Le processus décrit ci-dessus est celui suivi par des pays développés comme la France, le Royaume-Uni, les États-Unis d'Amérique, le Japon pour n'en citer que quelques-uns. Ces pays présentent un sentier de transformation similaire. C'est ce même sentier qui est suivi par certaines économies émergentes, à savoir l'Indonésie, la Corée et la Malaisie. La contribution de l'agriculture à la richesse de ces pays a diminué à mesure qu'ils se sont enrichis (augmentation du revenu par habitant). Ils se sont industrialisés. En effet, la contribution du secteur industriel à la richesse a augmenté pour dépasser celle du secteur agricole. Au fur et à mesure que ces pays se sont enrichis, le secteur des services a dépassé le secteur industriel pour devenir le principal contributeur à la richesse de ces pays.

 

En ce qui concerne les pays d'Afrique de l'Ouest, nous observons que le sentier de transformation indiqué ci-dessus et suivi par les économies développées et émergentes n'est pas la voie suivie par les pays de cette région. Les pays de la région Afrique de l’ouest non seulement ne présentent pas de trajectoire de transformation claire, mais ce qui est inquiétant, c’est le fait qu’ils sont passés de la phase initiale où l'agriculture est le principal contributeur à la richesse, à la troisième phase du processus de transformation structurelle.

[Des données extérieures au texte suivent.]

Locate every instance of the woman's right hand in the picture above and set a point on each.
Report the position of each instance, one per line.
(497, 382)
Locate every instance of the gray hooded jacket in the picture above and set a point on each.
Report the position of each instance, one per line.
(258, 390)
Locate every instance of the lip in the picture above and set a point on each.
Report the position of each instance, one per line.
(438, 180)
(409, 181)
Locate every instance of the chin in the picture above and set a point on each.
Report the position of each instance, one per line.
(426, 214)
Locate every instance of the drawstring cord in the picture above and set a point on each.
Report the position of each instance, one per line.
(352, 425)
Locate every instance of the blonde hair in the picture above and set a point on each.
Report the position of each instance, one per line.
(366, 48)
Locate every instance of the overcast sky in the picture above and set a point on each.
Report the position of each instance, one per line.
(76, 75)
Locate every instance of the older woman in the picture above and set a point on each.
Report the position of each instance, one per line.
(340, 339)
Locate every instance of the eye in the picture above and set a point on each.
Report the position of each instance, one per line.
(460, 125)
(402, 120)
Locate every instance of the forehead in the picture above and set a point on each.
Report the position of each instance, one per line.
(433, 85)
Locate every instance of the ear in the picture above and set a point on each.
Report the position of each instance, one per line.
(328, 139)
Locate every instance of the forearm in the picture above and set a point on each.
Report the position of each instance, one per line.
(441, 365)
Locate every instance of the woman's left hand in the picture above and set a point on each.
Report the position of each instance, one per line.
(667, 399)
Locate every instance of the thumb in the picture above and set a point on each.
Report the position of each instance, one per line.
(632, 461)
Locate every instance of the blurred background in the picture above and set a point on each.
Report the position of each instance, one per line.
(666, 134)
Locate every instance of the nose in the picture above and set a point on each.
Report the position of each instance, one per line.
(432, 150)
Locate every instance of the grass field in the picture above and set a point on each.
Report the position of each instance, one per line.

Phase qui se caractérise par une proéminence du secteur des services. Ce faisant, ils ont sauté la deuxième phase du processus de transformation structurelle qui est une phase critique pour un développement socio-économique durable. La deuxième phase est celle où les pays développent les chaînes de valeur des produits agricoles pour en tirer un meilleur parti. Malheureusement, ce n'est pas ce que nous constatons dans notre région.

Nous demandons donc instamment aux décideurs de l'Afrique de l'Ouest de reconsidérer sérieusement leurs stratégies de développement afin de veiller à ce que la deuxième phase  du processus de transformation structurelle soit prise en charge et non ignorée. C'est à travers cette deuxième phase que les pays développeront sérieusement des chaînes de valeur avec un contenu technologique accru et ouvriront la voie au développement durable. Ainsi, à moins que des mesures sérieuses ne soient prises pour amorcer le processus de transformation structurelle appropriée, les ambitions des pays d'Afrique de l'Ouest de se hisser au statut d'économie émergente ne seront que des vœux pieux.

 Les opinions exprimées dans cet article sont celles de l'auteur et non la position officielle de la Commission de la CEDEAO.

Kuznets, Simon (1966), Modern Economic Growth, New Haven: Yale University Press.